Processing step showing Allow Additional Fields, Data Denormalization, Data Privacy, and Data Transformations sections

  • You are now on the Processing step (Step 3).
  • Allow Additional Fields: Choose Yes or No — whether records with fields not in your schema are allowed or rejected. Any validation failure will fail the data record.
  • Data Denormalization: Configure joins with Master Datasets to enrich records as they flow through the pipeline.
  • Data Privacy: Define masking or encryption rules for sensitive fields (PII). Click + Add Sensitive Field to configure.
  • Data Transformations: Apply custom transformations using JSONata. Click + Add Transformation.
  • Derived Fields: Create new fields based on existing fields using JSONata. Click + Add Derived Field.
  • Data Deduplication: Enable to prevent duplicate records. Toggle Enable Deduplication and select the unique key field.
  • Configure options as needed for your use case, then click Proceed.

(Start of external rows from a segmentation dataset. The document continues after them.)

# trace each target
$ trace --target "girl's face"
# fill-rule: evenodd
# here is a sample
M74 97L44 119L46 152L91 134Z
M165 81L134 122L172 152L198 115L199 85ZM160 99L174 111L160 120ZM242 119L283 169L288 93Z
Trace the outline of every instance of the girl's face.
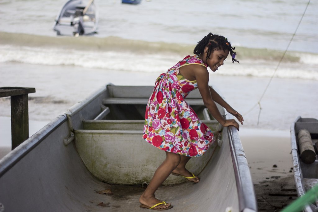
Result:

Storage step showing Configure Storage Type checkboxes and Configure Storage Keys dropdowns

  • You are now on the Storage step (Step 4).
  • Configure Storage Type — select the storage system(s) for your dataset:
    • Real-time Store (Druid): Optimized for fast aggregations and real-time analytics.
    • Data Lakehouse (Hudi): For cost-effective storage, batch analytics, and data science workloads.
    • Cache Store (Redis): For rapid lookups, typically used with Master Datasets.
  • Configure Storage Keys:
    • Primary Key: A unique identifier for each record (required for Lakehouse/Cache).
    • Timestamp Key: The time field for time-based partitioning and querying (required for Druid). Defaults to Event Arrival Time.
    • Partition Key: Field(s) used for partitioning data in the Lakehouse.
  • Select the appropriate fields from the dropdowns, then click Proceed.

Preview step summarising all configuration sections: Connector, Ingestion, Processing, Storage

  • You are now on the Preview step (Step 5).
  • This screen summarises all configurations made across the previous steps.
  • Expand each section (Connector, Ingestion, Processing, Storage) by clicking on it to verify the details.
  • If you need to make changes, use the Back button or click the step number in the stepper at the top.

Save Dataset confirmation dialog asking "Are you sure you want to save the dataset?"

  • Click the Save Dataset button at the bottom right of the Preview page.
  • A confirmation dialog will appear — click Agree to confirm.

All Datasets page showing the newly created dataset with Ready To Publish status and three-dot actions menu

  • You will be redirected to the All Datasets page.
  • Your newly created dataset will appear in the list with the status Ready To Publish.
  • To make the dataset active and ready to receive data, you need to publish it.
  • Click the three-dot menu () on the right side of your dataset row and select Publish.

Dataset being published with a loading indicator

  • A loading indicator will appear while the system processes the publish request.
  • Once published, the dataset status changes to Live and it is ready for data ingestion based on the configured connectors or API endpoints.